On the positive side, Arnab Basu, Executive Vice President and Director of Project and Structured Finance, Unions and DCM at Aditya Birla Finance Ltd commented, “If we go back to the early parts of the contract, there were a lot of challenges with in terms of delays in terms of connections, approvals and resources. Fortunately, over the years, developers, lenders, and the government together have solved a lot of these problems.So if you look at the projects we’ve funded in the last few years, there’s no delay; things have been simplified and there’s been a ton of offshore funds and trusts. Pensions and SWFs have entered and taken over these projects, because for them, the annuity proceeds that India provides are not available in any other part of the world.” He added, “Things have improved significantly from where we started. Jati Shakti and the National Infrastructure Plan will provide further impetus to the sector.”

To give an idea of ​​the size of the infrastructure gap, panelists stated that by 2040, infrastructure alone is expected to need more than $15 trillion, with a lot of new investors as well as long-term investors entering the space, whether it’s hedge funds or bonds. Sovereignty or insurance companies. Among the other things that have been collected over the past two years are green bonds or ERG loans.

Kumar noted, “When any investor ventures into a new market, what they are actually looking for is the commercial viability of their project, which includes the regulatory certainty in that geographic region, the financing environment in that country, the skill set needed and in today’s era, and sustainability as well.” He explained. : “There has been a lot of positive development in the financing environment, whether it’s domestic financial institutions or European Central Bank lenders, who are flush with liquidity and want to explore new deals and pricing structuring.”

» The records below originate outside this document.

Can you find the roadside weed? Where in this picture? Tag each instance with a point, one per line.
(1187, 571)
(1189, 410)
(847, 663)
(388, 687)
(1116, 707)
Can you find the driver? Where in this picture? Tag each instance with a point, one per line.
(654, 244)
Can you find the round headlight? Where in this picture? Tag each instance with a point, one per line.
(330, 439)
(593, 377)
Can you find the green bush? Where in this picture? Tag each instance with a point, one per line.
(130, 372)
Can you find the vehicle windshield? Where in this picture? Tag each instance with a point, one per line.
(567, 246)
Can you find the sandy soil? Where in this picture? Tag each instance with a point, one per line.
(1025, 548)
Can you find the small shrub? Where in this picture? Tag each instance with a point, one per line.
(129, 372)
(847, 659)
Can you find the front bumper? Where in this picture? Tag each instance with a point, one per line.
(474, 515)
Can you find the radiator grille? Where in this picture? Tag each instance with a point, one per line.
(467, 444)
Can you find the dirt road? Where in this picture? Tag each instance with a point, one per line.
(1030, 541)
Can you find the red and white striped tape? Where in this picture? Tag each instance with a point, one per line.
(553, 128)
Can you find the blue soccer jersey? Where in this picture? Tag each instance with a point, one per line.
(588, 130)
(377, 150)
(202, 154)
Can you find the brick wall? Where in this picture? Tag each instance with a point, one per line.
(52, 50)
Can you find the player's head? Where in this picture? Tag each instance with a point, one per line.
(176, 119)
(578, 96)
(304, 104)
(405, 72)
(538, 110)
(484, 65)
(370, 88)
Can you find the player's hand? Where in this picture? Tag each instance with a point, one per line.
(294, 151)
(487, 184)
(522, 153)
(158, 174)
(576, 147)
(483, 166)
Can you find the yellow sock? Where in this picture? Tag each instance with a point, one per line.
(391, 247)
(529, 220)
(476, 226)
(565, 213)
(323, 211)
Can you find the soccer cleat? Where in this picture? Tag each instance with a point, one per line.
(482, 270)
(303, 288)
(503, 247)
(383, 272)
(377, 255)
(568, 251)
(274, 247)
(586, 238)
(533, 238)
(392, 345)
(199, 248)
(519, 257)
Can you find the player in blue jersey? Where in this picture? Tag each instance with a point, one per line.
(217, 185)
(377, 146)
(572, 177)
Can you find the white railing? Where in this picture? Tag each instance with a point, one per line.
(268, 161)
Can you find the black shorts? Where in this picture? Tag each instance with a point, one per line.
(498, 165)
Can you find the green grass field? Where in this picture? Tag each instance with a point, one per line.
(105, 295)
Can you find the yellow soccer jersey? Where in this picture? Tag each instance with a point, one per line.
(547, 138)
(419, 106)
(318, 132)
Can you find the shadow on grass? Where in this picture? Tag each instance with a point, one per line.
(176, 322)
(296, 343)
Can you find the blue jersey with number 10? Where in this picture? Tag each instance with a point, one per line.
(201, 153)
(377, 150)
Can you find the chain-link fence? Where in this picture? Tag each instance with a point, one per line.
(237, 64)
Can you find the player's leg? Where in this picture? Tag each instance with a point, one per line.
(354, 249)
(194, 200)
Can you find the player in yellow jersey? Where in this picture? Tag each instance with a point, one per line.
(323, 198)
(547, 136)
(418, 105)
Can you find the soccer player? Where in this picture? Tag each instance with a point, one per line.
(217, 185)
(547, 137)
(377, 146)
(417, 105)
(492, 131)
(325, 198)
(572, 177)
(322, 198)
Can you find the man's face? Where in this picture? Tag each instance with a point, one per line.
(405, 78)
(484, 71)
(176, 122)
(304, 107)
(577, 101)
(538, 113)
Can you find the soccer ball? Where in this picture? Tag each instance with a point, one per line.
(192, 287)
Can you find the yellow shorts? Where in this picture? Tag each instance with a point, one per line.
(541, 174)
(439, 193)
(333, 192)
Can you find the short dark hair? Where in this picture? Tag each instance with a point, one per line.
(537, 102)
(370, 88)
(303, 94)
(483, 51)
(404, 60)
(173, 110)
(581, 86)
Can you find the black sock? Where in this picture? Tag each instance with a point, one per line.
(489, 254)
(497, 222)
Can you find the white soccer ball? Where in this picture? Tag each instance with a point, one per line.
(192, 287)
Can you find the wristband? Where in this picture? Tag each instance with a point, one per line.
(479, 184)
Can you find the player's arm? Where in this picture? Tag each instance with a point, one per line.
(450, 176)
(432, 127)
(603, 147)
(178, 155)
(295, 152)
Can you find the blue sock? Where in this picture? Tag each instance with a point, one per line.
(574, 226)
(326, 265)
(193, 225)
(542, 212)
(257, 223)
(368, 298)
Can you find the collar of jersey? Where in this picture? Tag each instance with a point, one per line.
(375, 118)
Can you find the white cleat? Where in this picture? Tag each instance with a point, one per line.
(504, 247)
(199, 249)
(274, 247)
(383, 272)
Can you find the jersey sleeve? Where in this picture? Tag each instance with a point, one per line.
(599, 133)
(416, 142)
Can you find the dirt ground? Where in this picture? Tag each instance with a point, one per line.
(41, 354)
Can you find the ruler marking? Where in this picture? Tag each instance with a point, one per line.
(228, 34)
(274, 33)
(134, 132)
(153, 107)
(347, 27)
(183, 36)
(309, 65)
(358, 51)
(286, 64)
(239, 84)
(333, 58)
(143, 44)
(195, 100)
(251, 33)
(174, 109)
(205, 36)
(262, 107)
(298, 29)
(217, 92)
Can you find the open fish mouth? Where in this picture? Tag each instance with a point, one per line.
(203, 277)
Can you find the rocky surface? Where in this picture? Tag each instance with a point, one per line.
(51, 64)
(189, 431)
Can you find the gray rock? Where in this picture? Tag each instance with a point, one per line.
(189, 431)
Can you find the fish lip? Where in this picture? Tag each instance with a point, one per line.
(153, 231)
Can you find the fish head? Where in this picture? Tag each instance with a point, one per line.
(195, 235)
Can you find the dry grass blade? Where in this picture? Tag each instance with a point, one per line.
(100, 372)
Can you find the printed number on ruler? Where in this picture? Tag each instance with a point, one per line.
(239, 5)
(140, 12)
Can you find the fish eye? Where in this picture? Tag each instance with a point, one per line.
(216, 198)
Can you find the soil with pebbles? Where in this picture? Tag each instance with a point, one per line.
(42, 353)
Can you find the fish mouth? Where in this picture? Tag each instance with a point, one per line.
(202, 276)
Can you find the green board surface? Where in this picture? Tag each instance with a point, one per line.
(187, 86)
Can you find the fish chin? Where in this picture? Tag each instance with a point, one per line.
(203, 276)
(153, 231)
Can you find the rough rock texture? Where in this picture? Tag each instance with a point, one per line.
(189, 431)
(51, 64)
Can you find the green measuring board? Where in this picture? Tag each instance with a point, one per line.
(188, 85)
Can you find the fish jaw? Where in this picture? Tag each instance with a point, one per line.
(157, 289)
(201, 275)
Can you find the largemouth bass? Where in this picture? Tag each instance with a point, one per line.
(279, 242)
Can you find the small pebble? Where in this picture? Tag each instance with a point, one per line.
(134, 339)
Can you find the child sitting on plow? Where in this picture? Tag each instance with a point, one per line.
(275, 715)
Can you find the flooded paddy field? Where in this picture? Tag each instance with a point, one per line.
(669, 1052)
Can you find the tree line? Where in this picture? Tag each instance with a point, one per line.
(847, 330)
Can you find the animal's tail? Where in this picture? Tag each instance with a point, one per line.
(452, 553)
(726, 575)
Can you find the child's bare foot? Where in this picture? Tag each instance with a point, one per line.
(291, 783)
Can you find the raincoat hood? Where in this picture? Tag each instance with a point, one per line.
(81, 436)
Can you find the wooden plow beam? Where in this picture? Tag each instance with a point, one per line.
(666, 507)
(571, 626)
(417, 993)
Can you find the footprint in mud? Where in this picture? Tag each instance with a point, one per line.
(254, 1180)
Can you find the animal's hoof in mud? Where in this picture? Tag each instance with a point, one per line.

Technology also plays a major role in making infrastructure financing transparent in terms of managing data and increasing accessibility. Abhishek Goyal, President and Senior Vice President: M&A and Project Finance at Amplus Solar stated, “These digital clusters are ultimately improving governance. I would like to see a day when infrastructure becomes an essential part of consumer asset allocation. There must be a day that goes It has five percent or ten percent of consumers and direct allocation of infrastructure bonds. In my opinion, the intersection of data and technology, and of course, accessibility is an interesting aspect of understanding infrastructure bonds.”

On narrowing the investment gap in existing infrastructure, Jadiyah said, “It’s relatively opaque; it’s relatively opaque.” We see the market expanding and a lot of private infrastructure assets being built. What we really need is a lot of smaller infrastructure data. From a public debt perspective, what we’re really trying to do for our investors, for the government is to bring all of these sustainable assets into one platform to understand how to fund them.”
Summing up this, Goyal stated, “In the past 10 years, I have seen a massive shift in the renewable space. In 2011, tariffs were Rs 15 and today we are talking about Rs 2 tariffs.”

Historically, infrastructure investment has resulted in a significant amount of losses through NPAs. This leads to the question of whether there is any kind of due diligence available to structuring deals to make them attractive to investors. Kumar commented, “Infrastructure is a capital intensive business and there are credible third parties that provide reports for technical aspects, financing and structuring in a quick way. You don’t have to wait six months for them to come up with this report.”

Ultimately, the pursuit of sustainability goals in infrastructure financing involves a global effort and India is well positioned to meet the challenge.